For many years now, Scott has been the director of Oceans Wide, a non-profit that encourages young people ages 12 to 20-something to embrace careers in marine biology and marine technology through live-in summer camps, most recently based in Winter Harbor within the former U.S. Navy housing and classrooms at the Schoodic section of Acadia National Park.
One priority of Oceans Wide’s curricula is SCUBA instruction, which results in basic, advanced, rescue, and dive master certifications. Students also perfect the hands-on skills required to navigate underwater robotic technology.
These remote-controlled mini-submarines are used to locate sea-floor ghost gear as a first step in salvaging it for recycling. These remotely operated vehicles—called ROVs—can locate ghost gear and mark its location through GPS, and then return to attach a line used to pull the trap to the surface for recycling.
Scott and his education director Matt Louis have engineered and fabricated a pneumatic device that crushes skeleton traps for efficient recycling. Steel recyclers pay between $20 and $30 a ton for the traps, the equivalent of 100 traps.
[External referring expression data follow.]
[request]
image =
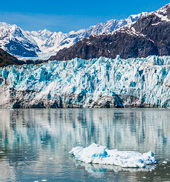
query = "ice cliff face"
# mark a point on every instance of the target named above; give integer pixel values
(91, 83)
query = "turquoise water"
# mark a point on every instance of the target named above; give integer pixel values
(35, 143)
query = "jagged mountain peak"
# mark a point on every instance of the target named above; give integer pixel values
(149, 35)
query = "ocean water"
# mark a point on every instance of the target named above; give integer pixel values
(35, 143)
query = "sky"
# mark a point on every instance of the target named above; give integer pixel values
(66, 15)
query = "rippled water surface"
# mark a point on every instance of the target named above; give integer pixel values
(35, 143)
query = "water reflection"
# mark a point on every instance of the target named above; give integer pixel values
(30, 137)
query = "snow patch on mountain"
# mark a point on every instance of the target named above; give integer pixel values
(43, 44)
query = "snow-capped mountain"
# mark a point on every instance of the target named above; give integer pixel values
(149, 35)
(43, 44)
(16, 41)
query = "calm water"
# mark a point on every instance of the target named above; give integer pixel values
(35, 143)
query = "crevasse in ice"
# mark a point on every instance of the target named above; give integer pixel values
(101, 82)
(98, 154)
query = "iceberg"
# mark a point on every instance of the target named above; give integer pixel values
(98, 154)
(94, 83)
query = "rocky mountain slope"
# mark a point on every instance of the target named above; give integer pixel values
(91, 83)
(43, 44)
(149, 35)
(6, 59)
The revenue generated is used to pay high school-age workers to tear down and crush the traps, jobs that pay $11 an hour.
Students and recent alumni of Sumner High School in Sullivan, Lincoln Academy in Newcastle, and Deer Isle-Stonington High School are now involved, including many who are the sons and daughters of Maine coast lobstermen.
Scott has plans to expand his recycling in Gouldsboro, as well as in Jonesport, Stonington, and Vinalhaven. Financial supporters to date include Machias Savings Bank, the Schoodic Community Fund, the town of Gouldsboro, members of the Winter Harbor and Corea lobster co-ops, and a growing list of individual and anonymous donors, many of them lobstermen.
“Our vision is to have these trap recycling centers all along the coastline,” Scott said. “Not only do they benefit the health of seafloor ecosystems, but they provide meaningful work for the students who become involved.”